WHALE – Web-Scale Hybrid Explainable Machine Learning

14.07.2025 | Heinz Nixdorf Institute, Data Science / Heinz Nixdorf Institute

The increasing integration of AI systems into everyday applications has made the explainability and transparency of machine learning models a central research challenge. Particularly on the Web – the largest information infrastructure in human history – decisions made by AI systems affect billions of users daily. Trust in these systems hinges on our ability to understand and explain their behavior.

WHALE (Web-Scale Hybrid Explainable Machine Learning) is a research project led by Prof. Dr. Axel-Cyrille Ngonga Ngomo and funded by the Ministry of Culture and Science of North Rhine-Westphalia (MKW NRW) as part of the Lamarr Fellow Network. Running from October 2023 to September 2027, the project addresses the development of scalable, explainable machine learning methods for Web-scale knowledge graphs.

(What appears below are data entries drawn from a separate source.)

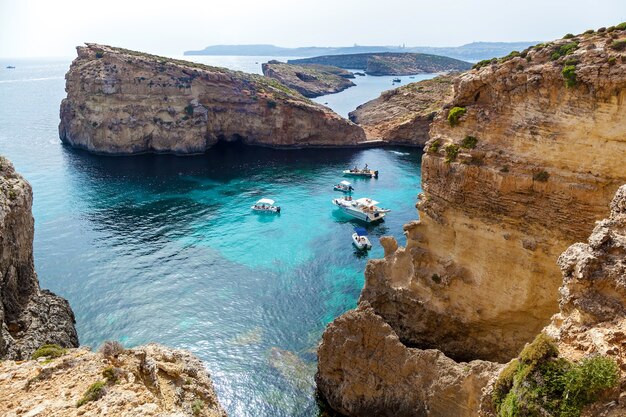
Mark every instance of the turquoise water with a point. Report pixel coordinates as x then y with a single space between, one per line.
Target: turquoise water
166 249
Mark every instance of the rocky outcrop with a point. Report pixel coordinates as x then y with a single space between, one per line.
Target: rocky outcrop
151 380
389 63
309 80
125 102
521 163
403 116
29 316
365 370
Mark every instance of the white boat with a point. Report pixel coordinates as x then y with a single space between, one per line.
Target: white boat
360 239
365 172
344 186
364 209
265 205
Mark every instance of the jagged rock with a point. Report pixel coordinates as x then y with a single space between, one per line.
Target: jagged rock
365 370
124 102
403 115
309 80
29 316
174 384
523 174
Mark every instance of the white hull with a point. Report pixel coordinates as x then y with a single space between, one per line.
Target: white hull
361 242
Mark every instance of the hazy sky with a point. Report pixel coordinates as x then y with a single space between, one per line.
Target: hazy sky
55 27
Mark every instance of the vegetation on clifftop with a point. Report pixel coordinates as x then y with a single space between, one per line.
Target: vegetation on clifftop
539 383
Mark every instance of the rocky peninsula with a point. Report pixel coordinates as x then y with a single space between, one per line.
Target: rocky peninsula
520 164
127 102
42 370
29 316
310 80
389 63
403 115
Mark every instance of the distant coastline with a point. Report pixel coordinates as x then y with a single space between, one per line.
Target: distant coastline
474 51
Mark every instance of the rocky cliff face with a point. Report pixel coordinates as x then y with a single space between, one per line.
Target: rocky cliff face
309 80
403 116
123 102
521 163
151 380
29 316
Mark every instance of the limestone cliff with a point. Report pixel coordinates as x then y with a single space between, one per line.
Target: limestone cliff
151 380
29 316
310 80
520 164
403 116
123 102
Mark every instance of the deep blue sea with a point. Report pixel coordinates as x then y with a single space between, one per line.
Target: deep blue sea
166 249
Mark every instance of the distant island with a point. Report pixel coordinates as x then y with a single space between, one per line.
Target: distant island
389 63
474 51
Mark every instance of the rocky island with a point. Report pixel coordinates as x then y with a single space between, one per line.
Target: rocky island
43 372
520 164
403 115
310 80
389 63
126 102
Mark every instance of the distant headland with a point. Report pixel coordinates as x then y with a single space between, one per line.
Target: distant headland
474 51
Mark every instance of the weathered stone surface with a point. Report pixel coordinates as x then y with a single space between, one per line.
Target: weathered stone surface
365 370
152 380
29 316
125 102
310 80
403 115
478 275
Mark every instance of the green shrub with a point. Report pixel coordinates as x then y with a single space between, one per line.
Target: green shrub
619 45
452 152
434 147
93 393
48 351
569 73
541 176
539 383
469 142
563 50
196 407
454 114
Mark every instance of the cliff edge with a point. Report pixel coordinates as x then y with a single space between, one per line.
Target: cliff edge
125 102
520 164
29 316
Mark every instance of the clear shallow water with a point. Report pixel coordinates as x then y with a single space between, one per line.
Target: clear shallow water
164 248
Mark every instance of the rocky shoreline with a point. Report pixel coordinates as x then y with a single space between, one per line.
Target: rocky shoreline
127 102
309 80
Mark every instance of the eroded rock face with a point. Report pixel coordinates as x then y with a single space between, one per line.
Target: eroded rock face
309 80
29 316
365 370
125 102
403 116
523 174
151 380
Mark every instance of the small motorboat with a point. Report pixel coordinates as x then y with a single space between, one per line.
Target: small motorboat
364 209
360 239
344 186
266 205
365 172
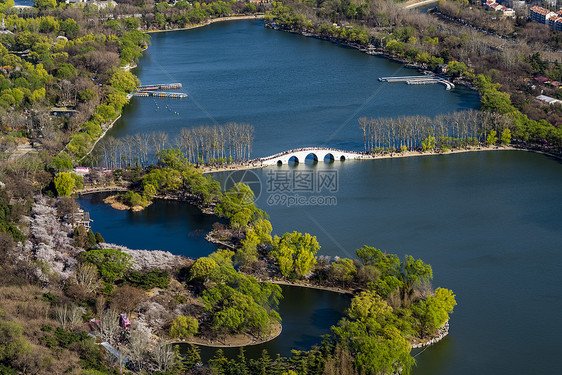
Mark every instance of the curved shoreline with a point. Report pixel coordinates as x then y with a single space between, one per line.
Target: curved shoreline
240 340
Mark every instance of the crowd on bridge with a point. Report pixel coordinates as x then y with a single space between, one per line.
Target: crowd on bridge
307 149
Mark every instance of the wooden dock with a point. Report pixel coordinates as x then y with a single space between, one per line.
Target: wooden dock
161 86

WHALE focuses on class expression learning (CEL) as an ante-hoc, globally interpretable approach to concept induction over RDF knowledge bases. While CEL has shown promising results in constrained settings, existing algorithms do not scale well to the complexity and size of real-world, Web-scale data.

To overcome these limitations, WHALE focuses on time-efficient hybrid CEL approaches for expressive description logics (DLs) (e.g., SROIQ(D)). This is due to RDF knowledge bases being are easily amenable to CEL by virtue of their T-boxes being commonly described in a DL. By devising the equivalent of large-scale language models (LLMs) for knowledge graphs, WHALE aims to devise the first reusable and time-efficient Web-scale models for explainable CEL. The resulting artefacts will be designed to be reusable (e.g., in a fashion similar to LLMs like GPT-3 and T5) so as to (i) maximize the impact of WHALE on research and applications, (ii) abide by the premises of open and repeatable science, and (iii) foster further research on explainable AI on the web for the good of humanity.